A nos côtés, une petite dame arborant un panama et des lunettes en corne traîne deux valises imitation Gucci. Elle porte à l’épaule un gros sac à main de marque Sex City. Ses cheveux cuirassés de laque et ses gestes raides lui donnent des allures de playmobil en vadrouille. Elle fait la queue pour le check-in aux guichets de la compagnie Qantas. Pour quitter l’Australie. Comme nous. Déjà ? Déjà. Ces dix-sept jours océaniens ont passé comme un souffle.
Après un séjour inoubliable dans le désert, à bord du Magical Mystery Bus qui reliait Alice Springs à Adelaïde, nous avons mis le cap sur Sydney, il y a un peu moins d’une semaine. Nous avions réservé deux chambres au Glenferrie House, sympathique auberge située sur la rive nord de la ville, dans un quartier très calme, à proximité de la résidence du Premier Ministre. Dès notre arrivée, l’aéroport étant au sud, nous avions donc traversé la baie, assis à bord d’un métro aérien qui, en franchissant le Harbour Bridge, avait dévoilé un décor somptueux de rivages découpés à la serpe pour laisser l’eau se faufiler dans les moindres recoins de la métropole. Notre hôtel étant situé à deux pas de l’embarcadère de Kirribili, nous allions ensuite traverser la baie à de nombreuses reprises – et à chaque fois nous esbaudir devant la beauté de ce site dominé par la série de proues de navires de l’opéra, à la verticale, comme mises à sécher sur un fil invisible.
Certaines villes tournent le dos à leur zone maritime ou fluviale, comme pour s’en protéger, Sydney au contraire est un mariage de terre et d’eau. La ville est orientée vers sa baie, et partout l’habitat se dresse face à l’océan comme des tournesols face au soleil. Chaque quartier est irrigué par la mer, et relié au centre par les navires bicolores de la compagnie des transports en commun de Sydney, qui comme des boules de flipper éjectés de leurs petits logements installés en ligne, à Circular Quay, partent à l’assaut de la périphérie. Roulent sur l’onde du Pacifique aux mains de leurs capitaines de bateaux chanteurs*. Les eaux sont si profondes que des paquebots de la taille du Titanic peuvent sans encombre se faufiler jusqu’au cœur de la ville, et mouiller au pied du Museum of Contemporary Art, sorte de miniature de la Tate Modern de Londres, pour laisser leur population emperlouzée prendre l’air jusqu’au soir et s’encanailler un brin dans la partie américaine de la ville, là où les gratte-ciels de métal et de verre se reflètent les uns dans les autres au-dessus d’avenues à angles droits.

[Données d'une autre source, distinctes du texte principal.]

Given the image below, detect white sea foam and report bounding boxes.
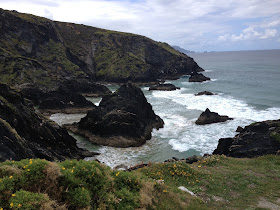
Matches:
[50,113,86,125]
[153,91,280,154]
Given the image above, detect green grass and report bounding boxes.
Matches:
[0,155,280,209]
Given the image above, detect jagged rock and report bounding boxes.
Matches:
[189,72,211,82]
[39,85,95,113]
[0,84,94,161]
[195,108,233,125]
[149,84,180,91]
[0,9,204,90]
[195,91,215,96]
[66,83,164,147]
[213,120,280,158]
[186,155,200,164]
[235,126,243,133]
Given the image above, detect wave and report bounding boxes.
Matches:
[153,91,280,154]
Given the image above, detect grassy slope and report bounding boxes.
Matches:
[0,155,280,209]
[0,9,191,86]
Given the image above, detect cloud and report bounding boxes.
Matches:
[0,0,280,51]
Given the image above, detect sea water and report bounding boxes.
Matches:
[51,50,280,167]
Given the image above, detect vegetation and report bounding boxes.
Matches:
[0,155,280,209]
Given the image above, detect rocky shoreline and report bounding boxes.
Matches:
[65,83,164,147]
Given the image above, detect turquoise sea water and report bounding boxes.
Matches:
[52,50,280,167]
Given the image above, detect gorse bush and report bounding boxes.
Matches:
[0,159,153,209]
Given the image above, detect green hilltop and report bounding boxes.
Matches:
[0,155,280,209]
[0,9,203,88]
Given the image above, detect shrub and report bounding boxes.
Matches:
[9,190,49,210]
[67,187,91,208]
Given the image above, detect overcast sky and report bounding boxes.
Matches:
[0,0,280,51]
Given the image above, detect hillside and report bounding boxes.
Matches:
[0,155,280,210]
[0,9,203,89]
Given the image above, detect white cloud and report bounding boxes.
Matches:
[0,0,280,51]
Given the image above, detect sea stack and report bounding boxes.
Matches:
[66,83,164,147]
[189,72,211,82]
[213,120,280,158]
[195,108,232,125]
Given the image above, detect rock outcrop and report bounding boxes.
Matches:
[195,91,215,96]
[0,84,94,161]
[213,120,280,158]
[189,72,211,82]
[195,108,232,125]
[0,9,203,89]
[149,84,180,91]
[20,81,111,115]
[66,83,164,147]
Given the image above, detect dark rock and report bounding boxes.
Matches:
[172,157,179,161]
[186,155,200,164]
[149,84,180,91]
[213,120,280,158]
[195,108,232,125]
[0,84,94,161]
[61,80,111,97]
[195,91,215,96]
[66,83,164,147]
[235,126,243,133]
[39,87,95,112]
[0,9,204,88]
[189,72,211,82]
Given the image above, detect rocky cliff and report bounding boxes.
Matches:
[0,9,203,89]
[66,83,164,147]
[213,120,280,158]
[0,84,93,161]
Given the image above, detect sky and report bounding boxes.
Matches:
[0,0,280,52]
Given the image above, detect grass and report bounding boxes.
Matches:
[0,155,280,209]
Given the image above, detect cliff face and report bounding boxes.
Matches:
[0,9,203,89]
[0,84,93,161]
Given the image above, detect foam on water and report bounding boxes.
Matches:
[153,90,280,154]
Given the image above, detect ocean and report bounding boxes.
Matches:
[51,50,280,167]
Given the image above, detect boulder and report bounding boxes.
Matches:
[235,126,243,133]
[149,84,180,91]
[195,108,233,125]
[213,120,280,158]
[189,72,211,82]
[66,83,164,147]
[195,91,216,96]
[0,84,94,161]
[39,87,95,113]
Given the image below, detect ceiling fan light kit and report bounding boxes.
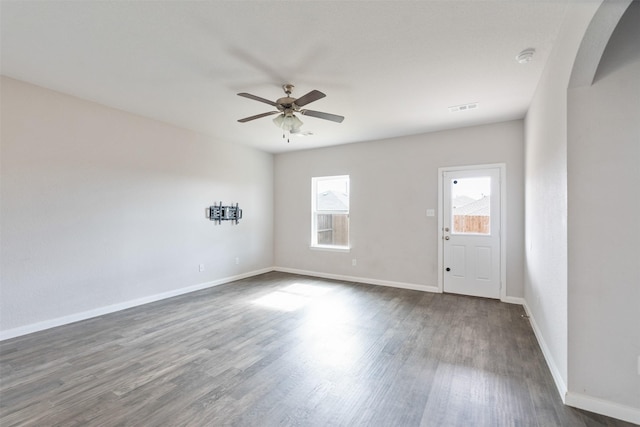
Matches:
[238,83,344,142]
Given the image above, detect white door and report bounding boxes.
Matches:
[442,168,501,299]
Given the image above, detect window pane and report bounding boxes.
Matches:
[451,176,491,234]
[316,214,349,246]
[316,178,349,212]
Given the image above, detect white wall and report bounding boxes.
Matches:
[567,2,640,414]
[524,2,598,401]
[275,120,524,297]
[0,77,273,337]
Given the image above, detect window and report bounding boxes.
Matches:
[311,175,349,249]
[451,176,491,235]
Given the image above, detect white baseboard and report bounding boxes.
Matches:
[522,299,567,404]
[0,267,273,341]
[274,267,440,293]
[500,296,524,305]
[565,391,640,425]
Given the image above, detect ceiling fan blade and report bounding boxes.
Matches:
[300,110,344,123]
[295,90,327,107]
[238,111,280,123]
[238,92,278,107]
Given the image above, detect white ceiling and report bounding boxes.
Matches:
[0,0,567,153]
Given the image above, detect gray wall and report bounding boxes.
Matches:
[275,120,524,297]
[524,2,598,400]
[567,2,640,410]
[0,78,273,336]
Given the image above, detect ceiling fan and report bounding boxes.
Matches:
[238,84,344,142]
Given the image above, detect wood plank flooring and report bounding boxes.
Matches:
[0,272,631,427]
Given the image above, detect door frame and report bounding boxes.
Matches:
[438,163,507,301]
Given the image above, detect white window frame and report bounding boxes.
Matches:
[310,175,351,252]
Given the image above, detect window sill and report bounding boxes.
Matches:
[309,245,351,253]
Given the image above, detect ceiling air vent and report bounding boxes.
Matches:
[449,102,478,113]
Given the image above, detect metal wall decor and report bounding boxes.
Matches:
[209,202,242,224]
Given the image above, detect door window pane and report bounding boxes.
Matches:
[451,176,491,235]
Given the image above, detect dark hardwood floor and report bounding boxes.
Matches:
[0,272,631,427]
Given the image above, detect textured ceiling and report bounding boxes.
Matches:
[0,0,567,153]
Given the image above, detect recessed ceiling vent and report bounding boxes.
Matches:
[516,47,536,64]
[449,102,478,113]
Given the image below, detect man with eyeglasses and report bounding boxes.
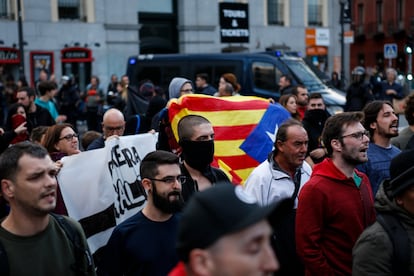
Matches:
[97,151,186,276]
[295,112,375,275]
[86,108,125,150]
[177,115,231,202]
[358,101,401,196]
[302,93,330,166]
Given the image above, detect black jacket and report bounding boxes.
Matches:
[181,164,231,202]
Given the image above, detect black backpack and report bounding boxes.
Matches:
[377,213,411,276]
[0,213,94,276]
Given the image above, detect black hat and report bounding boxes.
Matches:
[390,149,414,197]
[177,184,293,262]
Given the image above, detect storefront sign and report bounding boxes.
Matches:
[0,47,20,64]
[219,2,250,43]
[61,47,93,62]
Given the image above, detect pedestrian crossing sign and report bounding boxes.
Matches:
[384,43,398,58]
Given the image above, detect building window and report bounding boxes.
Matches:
[267,0,284,25]
[0,0,17,20]
[397,0,404,22]
[357,4,364,34]
[308,0,322,26]
[58,0,85,20]
[376,0,382,25]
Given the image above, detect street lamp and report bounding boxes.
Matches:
[17,0,24,77]
[339,0,347,88]
[405,36,413,92]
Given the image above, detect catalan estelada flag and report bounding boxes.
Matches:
[168,94,290,183]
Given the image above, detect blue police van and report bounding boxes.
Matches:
[126,52,346,114]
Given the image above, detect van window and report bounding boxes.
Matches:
[134,64,182,89]
[193,60,243,88]
[284,59,326,92]
[252,62,282,91]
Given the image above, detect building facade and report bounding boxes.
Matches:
[350,0,414,74]
[0,0,349,88]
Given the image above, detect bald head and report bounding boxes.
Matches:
[102,108,125,139]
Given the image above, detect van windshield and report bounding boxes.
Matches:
[283,59,326,92]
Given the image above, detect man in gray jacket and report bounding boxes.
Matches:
[245,119,312,276]
[352,150,414,276]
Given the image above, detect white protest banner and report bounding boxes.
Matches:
[58,134,157,253]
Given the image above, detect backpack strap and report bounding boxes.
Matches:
[377,213,411,275]
[50,213,93,275]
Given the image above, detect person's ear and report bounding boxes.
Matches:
[1,179,14,198]
[188,248,213,275]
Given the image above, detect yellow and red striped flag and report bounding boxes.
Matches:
[168,94,290,183]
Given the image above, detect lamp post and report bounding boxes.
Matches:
[339,0,346,88]
[17,0,24,77]
[405,42,413,92]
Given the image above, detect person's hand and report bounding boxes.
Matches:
[55,160,63,174]
[14,122,27,134]
[385,89,397,95]
[105,134,119,141]
[309,148,326,159]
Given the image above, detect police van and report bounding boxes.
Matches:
[127,52,346,114]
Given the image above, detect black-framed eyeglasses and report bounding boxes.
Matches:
[59,133,79,142]
[180,89,194,93]
[148,175,187,185]
[104,126,125,131]
[340,130,369,140]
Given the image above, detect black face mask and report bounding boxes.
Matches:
[180,140,214,171]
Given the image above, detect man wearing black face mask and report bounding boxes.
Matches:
[302,93,330,166]
[178,115,231,202]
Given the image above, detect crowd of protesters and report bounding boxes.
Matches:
[0,67,414,276]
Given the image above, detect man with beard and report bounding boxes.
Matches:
[245,119,312,276]
[177,115,231,202]
[358,101,401,196]
[0,142,95,276]
[16,87,56,132]
[97,150,186,276]
[302,93,330,166]
[296,112,375,275]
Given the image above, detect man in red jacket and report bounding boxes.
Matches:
[296,112,375,276]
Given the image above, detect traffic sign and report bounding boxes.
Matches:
[384,43,398,59]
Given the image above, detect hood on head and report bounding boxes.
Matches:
[168,77,193,99]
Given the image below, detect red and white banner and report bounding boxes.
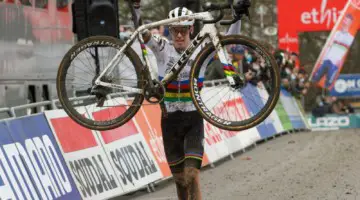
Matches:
[310,0,360,90]
[45,110,124,199]
[45,99,163,199]
[92,105,163,192]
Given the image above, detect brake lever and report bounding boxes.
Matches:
[245,8,250,20]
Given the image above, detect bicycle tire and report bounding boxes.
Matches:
[190,35,280,131]
[56,36,144,131]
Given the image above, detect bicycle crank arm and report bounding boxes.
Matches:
[96,81,143,94]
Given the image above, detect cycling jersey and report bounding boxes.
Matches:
[146,35,202,112]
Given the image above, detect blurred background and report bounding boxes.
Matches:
[0,0,360,117]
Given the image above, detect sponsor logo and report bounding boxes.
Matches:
[69,155,118,198]
[335,79,360,93]
[0,135,73,199]
[300,0,344,28]
[279,32,299,44]
[110,141,158,186]
[308,116,350,128]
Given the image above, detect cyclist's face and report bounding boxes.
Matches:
[341,16,353,31]
[169,26,192,51]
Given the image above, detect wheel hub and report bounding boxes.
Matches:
[90,76,112,107]
[231,74,247,90]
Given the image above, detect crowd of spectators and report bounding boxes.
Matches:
[274,50,311,97]
[311,96,355,117]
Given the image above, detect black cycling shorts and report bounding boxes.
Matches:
[161,111,204,173]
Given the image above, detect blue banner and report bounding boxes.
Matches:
[330,74,360,97]
[0,114,81,199]
[280,89,306,129]
[242,84,276,139]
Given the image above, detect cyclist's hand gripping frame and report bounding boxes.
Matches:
[95,1,239,93]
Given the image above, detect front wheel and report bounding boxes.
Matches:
[56,36,145,130]
[190,35,280,131]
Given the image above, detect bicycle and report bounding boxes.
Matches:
[57,3,280,131]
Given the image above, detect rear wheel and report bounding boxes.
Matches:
[190,35,280,131]
[57,36,145,130]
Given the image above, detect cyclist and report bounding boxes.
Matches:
[132,0,250,199]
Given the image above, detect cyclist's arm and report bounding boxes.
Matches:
[143,31,169,58]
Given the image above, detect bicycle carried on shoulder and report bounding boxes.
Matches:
[57,3,280,131]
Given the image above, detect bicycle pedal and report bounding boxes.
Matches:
[96,97,106,107]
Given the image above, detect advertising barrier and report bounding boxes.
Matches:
[45,110,124,199]
[277,0,360,53]
[330,74,360,97]
[0,85,310,199]
[308,114,360,131]
[92,107,163,192]
[309,0,360,90]
[0,114,81,199]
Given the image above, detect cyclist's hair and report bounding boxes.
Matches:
[168,7,195,26]
[345,13,354,21]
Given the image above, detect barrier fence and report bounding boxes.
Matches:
[0,88,312,199]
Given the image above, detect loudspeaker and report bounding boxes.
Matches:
[72,0,119,41]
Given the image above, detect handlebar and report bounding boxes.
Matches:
[202,2,250,25]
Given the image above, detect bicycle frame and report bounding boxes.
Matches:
[95,9,234,94]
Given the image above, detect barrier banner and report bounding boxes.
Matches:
[293,97,310,129]
[92,107,163,192]
[307,114,360,130]
[277,0,347,53]
[45,110,124,199]
[275,101,293,131]
[0,114,81,199]
[280,89,306,129]
[309,0,360,90]
[202,88,261,162]
[242,84,276,139]
[330,74,360,97]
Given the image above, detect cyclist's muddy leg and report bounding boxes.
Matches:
[184,167,201,200]
[173,172,188,200]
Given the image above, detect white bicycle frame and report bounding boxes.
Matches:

Depuis Sydney, nous sommes allés en haute mer pour spotter des baleines, et malgré la saison finissante, nous avons pu en observer quelques unes en chemin vers le Pôle sud. Des baleines à bosse femelles, de quarante tonnes, qui accompagnent leurs baleineaux sans les quitter d’une nageoire. A cinquante, cent ou deux cents mètres du bateau, elles remontent à la surface, présentent leur dos qu’elles arrondissent lentement au-dessus des flots, font gicler par leur évent des trombes d’eau qui retombent en bruine, puis après un ou deux passages font craquer une dernière fois le vitrail de la surface et disparaissent. En ayant, parfois, fait claquer leur queue pour se signaler à un voilier trop curieux. Notre navire, lui, tanguait au rythme des balancements causés par la foule de touristes qui sur le pont supérieur, au gré des déplacements des capricieux cétacés, faisaient des allers et retours de bâbord à tribord, le pied incertain, les bras en triangle autour du buste et les mains agrippées à un appareil photo pour capturer l’événement. Des clichés qui n’auront que la valeur du souvenir, du jyétais, puisque réussir une photographie du dos d’une baleine en mouvement aléatoire à cent mètres est mission impossible.
Nous avons également visité, sur la rive nord de la ville, le Taronga Zoo, sur une colline. Au détour d’un chemin, entre deux girafes ou deux oiseaux, l’endroit vous procure des vues à couper le souffle sur la baie. Toujours elle. Elle constitue le point oméga de Sydney.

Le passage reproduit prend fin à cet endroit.